Namath declined to give his opinion on what the Jets should do, saying he’s not close enough to the situation, but he raved about Lawrence, calling him “sensational.”

“He’s a winner. He’s determined. His size is terrific. His athleticism is terrific. His passing ability is terrific.” After a brief pause, Namath said with a laugh, “And that’s about it.”

Namath has been supportive of Darnold throughout the young quarterback’s up-and-down tenure with the Jets, but admitted he has been somewhat disappointed. “Sometimes, sometimes,” he said. “The last couple of seasons, there were a couple of things I was surprised at. Having made similar mistakes myself, you learn from your mistakes.

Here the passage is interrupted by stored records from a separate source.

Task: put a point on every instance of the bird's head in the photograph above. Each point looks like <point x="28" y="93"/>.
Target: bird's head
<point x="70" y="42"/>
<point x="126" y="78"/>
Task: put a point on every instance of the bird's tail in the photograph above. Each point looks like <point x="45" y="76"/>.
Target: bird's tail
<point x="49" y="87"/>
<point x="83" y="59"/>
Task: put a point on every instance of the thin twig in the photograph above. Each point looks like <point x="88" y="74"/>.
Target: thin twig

“He shows certainly better athleticism than a lot of people give him credit for, whenever he gets an attitude that he has to go do something and take it out of the pocket. But guys that take it out of the pocket, they rarely last long.

“His passing can improve some with the accuracy, but that accuracy can improve with a split-second or two more time to throw.”

The Jets organization has backed Darnold, who has a banged-up right shoulder but is attempting to play Monday night against the New England Patriots (2-5). On Tuesday, general manager Joe Douglas said Darnold is “our quarterback for the future.”

Namath can relate to Lawrence’s situation. In 1965, he was drafted by the AFL and NFL, which resulted in a bidding war. In a sense, he had a choice in the matter.

“These guys in the modern era, they have agents to go through that process,” he said. “My coach at Alabama (Bear Bryant) told me get to know the people you’re going to work for and make your decision on that.

“That’s what happened with Weeb Ewbank. He won a championship and he coached (Johnny) Unitas. … I knew the AFL was good football. If I had known more about New York City, I would’ve signed faster.”